Former Vice President Joe Biden was declared the winner of Wisconsin in the presidential election by the Associated Press Wednesday afternoon, after a record setting 3.2 million votes were cast in the state.
Unofficial results show Biden with a lead of about 20,000 votes over President Trump, who has already said he would request a recount.
Trump led Wisconsin by as many as 100,000 votes Tuesday night as in-person votes were counted — but Biden overtook Trump early Wednesday morning as a flood of 170,000 absentee votes, mostly Democratic, were reported from the City of Milwaukee. Late results from Green Bay and the city of Kenosha ultimately sealed Biden’s victory.
Wisconsin, like many states in America, set a record for the number of votes cast in this election. The 3.2 million cast is over 200,000 votes higher than the previous high in the 2004 presidential election. Voter turnout was slightly higher in 2004 than 2020, though the states 71.4 percent turnout was higher than most.
Biden’s lead looks very similar to Trump’s 2016 margin of victory in Wisconsin, when Trump won by about 23,000 votes.
Bill Stepien, Trump’s campaign manager, released a statement shortly after the AP announced Biden’s victory calling for a recount.
“Despite ridiculous public polling used as a voter suppression tactic, Wisconsin has been a razor thin race as we always knew that it would be. There have been reports of irregularities in several Wisconsin counties which raise serious doubts about the validity of the results,” Stepien said. “The President is well within the threshold to request a recount and we will immediately do so.”
However, Trump’s chances of actually winning a recount are slim. In the recount of the 2016 general election, Wisconsin officials changed just 131 out of 2.9 million ballots.

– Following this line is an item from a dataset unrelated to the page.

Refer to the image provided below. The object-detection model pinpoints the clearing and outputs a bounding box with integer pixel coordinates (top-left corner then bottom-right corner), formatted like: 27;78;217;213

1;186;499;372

If Trump were to request a recount, it could cost him upwards of $3 million, since the current 0.6 percent difference between the candidates is above the 0.25 percent threshold required by Wisconsin state law for an automatic recount.
Former Wisconsin Gov. Scott Walker tweeted that a 20,000 vote lead would be a “high hurdle” to overcome in a recount.
Meagan Wolfe, the director of the Wisconsin Elections Commission, said Wednesday it was “insulting” to local election officials to say that the election was “anything but an incredible success.”
“We’ve had a recount before, and it showed we have a really good process — our local election officials are doing a really good job,” Wolfe said. “I believe that would be the case if we had a recount again in our state.”
If unofficial results hold, it would mark the fourth time out of the last six presidential elections decided by less than 1 percent in Wisconsin. It would also be the sixth time in eight races that the presidential winner would fail to reach 50 percent of the total vote.
Wolfe said late Wednesday morning that all votes had been counted and verified except those from Willow, a town in Richland County with fewer than 300 voters. The town clerk reportedly fell sick, and officials were having an exceptionally difficult time contacting her.
Willow eventually reported its results in the late afternoon Wednesday. 157 votes went to Trump, 114 to Biden and three went to third party or write-in candidates. Those votes will not significantly impact Biden’s lead over Trump when official results are released.